There is a reason that you sit through a benefits lecture at every job orientation that you attend, and that they emphasize saving for retirement consistently starting now. It is important to take your retirement seriously. You cannot rely on the social programs being in place when you retire. Although there may be social security when it comes time for you to retire, the benefits may be reduced or it may be administered in a different fashion. You need to begin saving for retirement as soon as you can.
The advantage of starting in your twenties is that you have a significant amount of time for your savings to grow before you need them. You will have close to forty years to save for retirement, which means you can contribute less each month, but that it will add up over time, and you can still retire comfortably. If have been working for a few years and you have not started contributing to retirement you need to start now. Contact your human resource representative to learn what you need to do to start participating in your 401(k).
Another reason you may not have begun to contribute is because you are still in college or you are still looking for a job. If you are attending school for a secondary degree such as a master’s degree or PhD, you may be in school for a longer period of time, which means less time to save for retirement. You need to begin saving as soon as you land your first job.
The easiest formula to follow is to work up to contributing fifteen percent of your income to retirement each year. This will allow you to save enough to retire comfortably. If you are currently in a debt, you may want to reduce your retirement savings so you can clean up your debt more quickly. However, you should contribute up to your employer’s match, because this is free money you can get for retirement. But as soon as you have paid off the debt, you should up your retirement contributions to fifteen percent.
Once you contribute the money to retirement, you should forget that you have the money. You should not look at it as an emergency fund or as a place to borrow money for the down payment on your home. Leave the money in the account until you retire. Additionally you should choose a more aggressive plan with a higher ate of return when you are younger. If the market goes down, you should not panic, because you will have time to let your investments recover. As you get closer to retirement age, you will need to transition into lower risk investments.

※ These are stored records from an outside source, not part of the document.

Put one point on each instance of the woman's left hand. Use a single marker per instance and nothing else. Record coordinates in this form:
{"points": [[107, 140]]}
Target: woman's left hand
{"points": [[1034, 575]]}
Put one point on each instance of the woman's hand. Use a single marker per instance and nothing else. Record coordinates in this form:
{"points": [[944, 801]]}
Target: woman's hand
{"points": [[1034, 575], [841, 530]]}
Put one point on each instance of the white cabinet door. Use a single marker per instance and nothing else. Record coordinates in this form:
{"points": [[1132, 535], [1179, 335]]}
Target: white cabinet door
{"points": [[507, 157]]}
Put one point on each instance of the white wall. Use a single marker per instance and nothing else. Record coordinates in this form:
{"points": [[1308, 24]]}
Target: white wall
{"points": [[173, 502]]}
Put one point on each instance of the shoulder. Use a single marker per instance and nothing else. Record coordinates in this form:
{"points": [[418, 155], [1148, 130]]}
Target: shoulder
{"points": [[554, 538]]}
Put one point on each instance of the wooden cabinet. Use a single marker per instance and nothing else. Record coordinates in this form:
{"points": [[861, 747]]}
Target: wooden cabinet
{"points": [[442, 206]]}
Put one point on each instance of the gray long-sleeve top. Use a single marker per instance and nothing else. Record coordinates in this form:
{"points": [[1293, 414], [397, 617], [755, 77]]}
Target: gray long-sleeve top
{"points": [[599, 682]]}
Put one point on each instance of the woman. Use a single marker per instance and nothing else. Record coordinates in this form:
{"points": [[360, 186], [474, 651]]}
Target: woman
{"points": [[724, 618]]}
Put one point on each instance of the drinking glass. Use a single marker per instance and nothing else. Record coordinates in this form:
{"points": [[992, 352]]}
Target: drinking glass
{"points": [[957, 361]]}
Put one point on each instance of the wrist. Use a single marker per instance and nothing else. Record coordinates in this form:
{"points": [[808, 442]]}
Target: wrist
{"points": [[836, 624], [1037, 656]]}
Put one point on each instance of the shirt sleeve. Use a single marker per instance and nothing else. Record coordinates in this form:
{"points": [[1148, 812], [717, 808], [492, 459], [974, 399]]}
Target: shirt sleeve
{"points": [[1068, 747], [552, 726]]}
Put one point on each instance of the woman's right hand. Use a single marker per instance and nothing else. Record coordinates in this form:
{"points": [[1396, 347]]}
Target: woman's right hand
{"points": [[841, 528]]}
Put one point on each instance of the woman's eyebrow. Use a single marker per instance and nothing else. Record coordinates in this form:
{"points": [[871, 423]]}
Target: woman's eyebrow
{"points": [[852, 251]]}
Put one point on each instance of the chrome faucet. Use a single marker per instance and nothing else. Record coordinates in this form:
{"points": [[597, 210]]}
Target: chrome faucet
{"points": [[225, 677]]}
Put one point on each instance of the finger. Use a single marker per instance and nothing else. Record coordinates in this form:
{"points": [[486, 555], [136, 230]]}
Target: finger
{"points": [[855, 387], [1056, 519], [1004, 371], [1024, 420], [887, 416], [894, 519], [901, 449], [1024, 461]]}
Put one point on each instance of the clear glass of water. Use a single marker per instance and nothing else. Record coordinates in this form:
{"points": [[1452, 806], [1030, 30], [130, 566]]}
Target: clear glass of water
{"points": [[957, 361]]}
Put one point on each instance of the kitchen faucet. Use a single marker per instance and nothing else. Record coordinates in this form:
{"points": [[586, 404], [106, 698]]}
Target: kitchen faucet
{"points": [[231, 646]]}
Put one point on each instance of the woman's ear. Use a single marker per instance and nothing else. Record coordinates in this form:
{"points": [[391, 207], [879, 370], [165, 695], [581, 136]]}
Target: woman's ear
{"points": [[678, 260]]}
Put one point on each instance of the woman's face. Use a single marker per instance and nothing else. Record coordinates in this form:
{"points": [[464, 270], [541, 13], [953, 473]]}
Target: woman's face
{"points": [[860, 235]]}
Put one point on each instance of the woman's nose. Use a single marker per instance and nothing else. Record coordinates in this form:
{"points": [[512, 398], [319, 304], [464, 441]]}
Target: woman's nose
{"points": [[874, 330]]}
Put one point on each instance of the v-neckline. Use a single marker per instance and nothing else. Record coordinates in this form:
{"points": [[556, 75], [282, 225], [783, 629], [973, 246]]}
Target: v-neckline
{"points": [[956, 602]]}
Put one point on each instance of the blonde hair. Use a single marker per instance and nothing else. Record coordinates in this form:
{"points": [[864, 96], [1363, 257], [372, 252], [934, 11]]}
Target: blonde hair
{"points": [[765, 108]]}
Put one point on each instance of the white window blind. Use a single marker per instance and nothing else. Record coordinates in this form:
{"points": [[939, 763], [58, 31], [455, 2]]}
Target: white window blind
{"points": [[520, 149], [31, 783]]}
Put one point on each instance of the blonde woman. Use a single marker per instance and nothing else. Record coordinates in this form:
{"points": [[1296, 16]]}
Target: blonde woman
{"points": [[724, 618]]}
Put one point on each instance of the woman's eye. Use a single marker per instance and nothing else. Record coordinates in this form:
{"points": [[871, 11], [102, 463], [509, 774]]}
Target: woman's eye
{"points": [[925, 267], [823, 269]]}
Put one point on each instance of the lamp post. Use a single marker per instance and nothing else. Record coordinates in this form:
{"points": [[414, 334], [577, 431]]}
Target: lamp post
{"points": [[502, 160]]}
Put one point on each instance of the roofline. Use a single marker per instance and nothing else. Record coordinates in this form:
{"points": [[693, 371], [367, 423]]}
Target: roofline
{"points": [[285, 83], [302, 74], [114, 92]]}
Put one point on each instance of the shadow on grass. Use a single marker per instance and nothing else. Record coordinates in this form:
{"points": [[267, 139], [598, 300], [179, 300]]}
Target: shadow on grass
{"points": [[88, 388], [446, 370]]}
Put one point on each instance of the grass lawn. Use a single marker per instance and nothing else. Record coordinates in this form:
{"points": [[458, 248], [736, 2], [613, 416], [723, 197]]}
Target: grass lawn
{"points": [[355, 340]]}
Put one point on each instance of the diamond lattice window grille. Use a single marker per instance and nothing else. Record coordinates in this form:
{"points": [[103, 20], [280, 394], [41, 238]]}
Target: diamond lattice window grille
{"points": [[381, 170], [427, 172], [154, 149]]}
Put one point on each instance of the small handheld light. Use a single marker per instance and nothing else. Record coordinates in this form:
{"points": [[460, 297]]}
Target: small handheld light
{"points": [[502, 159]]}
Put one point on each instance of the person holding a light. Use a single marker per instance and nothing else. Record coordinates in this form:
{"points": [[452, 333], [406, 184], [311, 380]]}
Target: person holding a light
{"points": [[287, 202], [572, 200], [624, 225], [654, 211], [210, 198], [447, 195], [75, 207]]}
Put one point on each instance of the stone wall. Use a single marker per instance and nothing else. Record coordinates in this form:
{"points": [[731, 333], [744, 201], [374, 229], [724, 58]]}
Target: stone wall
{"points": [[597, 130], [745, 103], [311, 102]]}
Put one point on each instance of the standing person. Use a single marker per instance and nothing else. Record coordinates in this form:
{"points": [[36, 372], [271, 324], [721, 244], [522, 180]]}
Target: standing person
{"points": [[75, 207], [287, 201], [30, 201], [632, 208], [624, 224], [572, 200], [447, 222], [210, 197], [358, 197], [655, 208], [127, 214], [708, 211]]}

Retirement is your responsibility. The sooner you begin saving, the easier it will be to accrue enough money so that you can retire comfortably. Make it a priority and keep up with your retirement accounts if you change jobs. You can roll your 401(k) into an IRA when you change jobs, so that you have more control over the types of mutual funds it is invested in. if you do not understand what you are doing, then you should hire a financial planner to help you make the decisions. If you have a pension plan, you may need to change your retirement strategy to compensate for the limits on the pension plan.